Namibian small and medium enterprises (SMEs) face significant roadblocks in accessing lucrative international value chains, including innovation gaps, financial constraints, and global market barriers, according to a new report.
According to the United Nations Economic Commission for Africa (UNECA), SMEs are hindered by limited access to technology and financial constraints and struggle to navigate complex global markets.
The UNECA noted that stakeholders must unite to foster an environment conducive to SME development and resilience.
The report on ‘Building linkages between micro, small and medium-sized enterprises and multinational companies from the global south’ indicates that established SMEs are preferred suppliers for multinational enterprise affiliates.
“These enterprises benefit from backward linkages in terms of employment, wages, environmental sustainability, foreign buyers, and innovation. They receive more support from multinational enterprises and their relevant experience is a key factor in supplier selection,” the report reads.
However, UNECA adds that established SMEs are less likely to form technological partnerships abroad and capitalise on innovation opportunities through direct market competition with foreign companies compared to younger enterprises.
The report highlighted that export-oriented SMEs are more likely to supply multinational enterprise affiliates and receive support from them.
“They benefit from backward linkages in terms of employment, wages, investments, sustainability, and innovation,” said UNECA.
However, the report noted that foreign companies tend to prefer local buyers focused on domestic markets for establishing forward linkages.
“Strongly domestic-oriented SMEs play a crucial role for multinational enterprises in establishing forward linkages,” said the report.
The survey emphasised that innovative SMEs are more likely to establish linkages with foreign-owned companies, although they receive less support from foreign buyers and suppliers.
UNECA said the willingness of local SMEs to update production processes is a crucial factor in supplier selection.

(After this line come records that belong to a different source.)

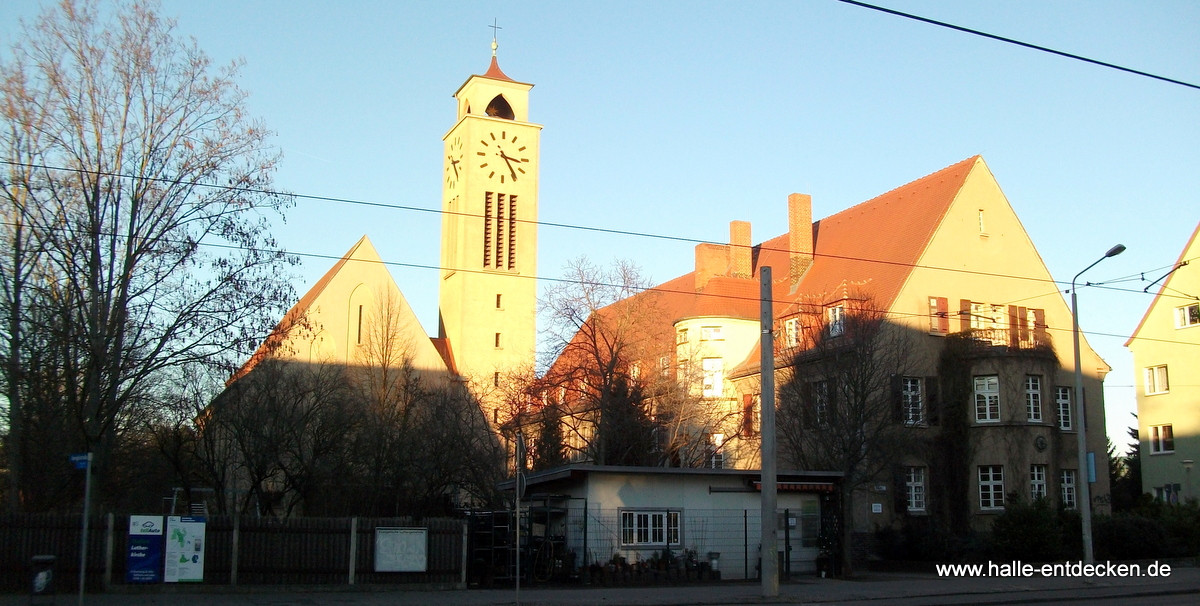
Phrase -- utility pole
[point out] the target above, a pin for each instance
(767, 426)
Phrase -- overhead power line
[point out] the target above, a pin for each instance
(1020, 43)
(525, 221)
(646, 289)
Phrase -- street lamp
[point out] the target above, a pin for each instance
(1085, 492)
(1187, 479)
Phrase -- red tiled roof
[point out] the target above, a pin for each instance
(493, 71)
(1195, 233)
(869, 249)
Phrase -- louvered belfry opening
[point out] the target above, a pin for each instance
(501, 231)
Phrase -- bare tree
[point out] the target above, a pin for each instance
(603, 323)
(837, 409)
(126, 153)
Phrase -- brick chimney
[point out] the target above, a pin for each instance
(712, 261)
(739, 250)
(799, 235)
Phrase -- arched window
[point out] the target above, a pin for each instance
(499, 107)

“Innovative SMEs reap benefits in terms of employment, wages, investments, sustainability, buyers, and innovation. They are also more responsive to foreign competition and likely to establish technological partnerships with multinational enterprise subsidiaries.”
The report also revealed that larger local companies are preferred suppliers for foreign multinational enterprise affiliates and receive more support benefiting from backward linkages in various aspects and are more likely to establish forward linkages with foreign companies.
“Small size is a key obstacle for SMEs in accessing international value chains. Smaller companies, however, are more responsive to foreign competition and demonstrate greater flexibility in adapting to market changes,” the study unveiled.
Similarly, access to external funding provides a competitive advantage for SMEs in receiving support from foreign buyers and reacting to market competition.
External funding facilitates investment and innovation. Informality poses a challenge for accessing external funds.
However, mobilising personal funding combined with external resources doesn’t provide an advantage in supplier selection by multinational enterprise subsidiaries.
Another point highlighted was that the level of education of the local labour force does not significantly correlate with the establishment of linkages or partnerships with foreign companies.
“Lack of vocational training is highlighted as a weakness by Namibian stakeholders. Multinational enterprise affiliates provide support to local suppliers, including training opportunities,” the report noted.